While Gingrich did not come out and call the president names the way many conservatives do in forwarded emails, everyone in attendance knew exactly what he meant. On Thursday of last week, Gingrich accused Obama of having “Muslim friends” and on Wednesday, he did not correct a voter who referred to Obama as a Muslim during a Q&A session, noting it was not his responsibility to do so. He instead said Obama’s sensitivities to the “radical Islamists” are strange and lead many to believe the president is a Muslim.
Additionally, Gingrich spent a good portion of his speech attacking Saudi Arabia and laying the blame of 9/11 on that country. “They were the primary funders of, organizers of, and participants in 9/11,” Gingrich said after re-examining the president’s ‘bow’ to that country’s king. “It wasn’t an Afghan operation, it was a Saudi operation. But we don’t want to say that too clearly because they’ll get mad at us.”

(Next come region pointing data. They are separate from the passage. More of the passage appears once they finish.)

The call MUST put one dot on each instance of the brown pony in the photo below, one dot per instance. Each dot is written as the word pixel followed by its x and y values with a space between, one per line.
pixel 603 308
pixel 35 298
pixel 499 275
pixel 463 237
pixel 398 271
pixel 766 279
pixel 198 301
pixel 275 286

If the United States became self-reliant on energy, we’d fix all national security problems, in addition to lowering gas prices, he said. Using a recent example, Gingrich explained that Iran may close off the Strait of Hormuz, due to threats to that country from Israel and the European Union. USA Today has said a showdown there could result in $8 gas. This would be irrelevant if we had our own oil, he said.
“In the short run, the answer to that is the U.S. Navy and U.S. Air Force,” he said. “In the long run, the answer to that is American energy independence. Sp we can say to say to the Europeans, the Chinese, the Indians and the Japanese: You have a problem and you had better figure out how you are going to keep open the Straits of Hormuz because we produce enough oil. We actually don’t care.”
Gingrich did not mention what a ‘We don’t care’ attitude toward our allies would mean for the thousands of American soldiers stationed overseas in those countries and others. Just that Obama sucks.
“I am tired of being told by this Administration that we are worthy of no respect,” he opined, “but everyone else on the planet is worthy of apology, appeasement and weakness. I think it’s a terrible policy.”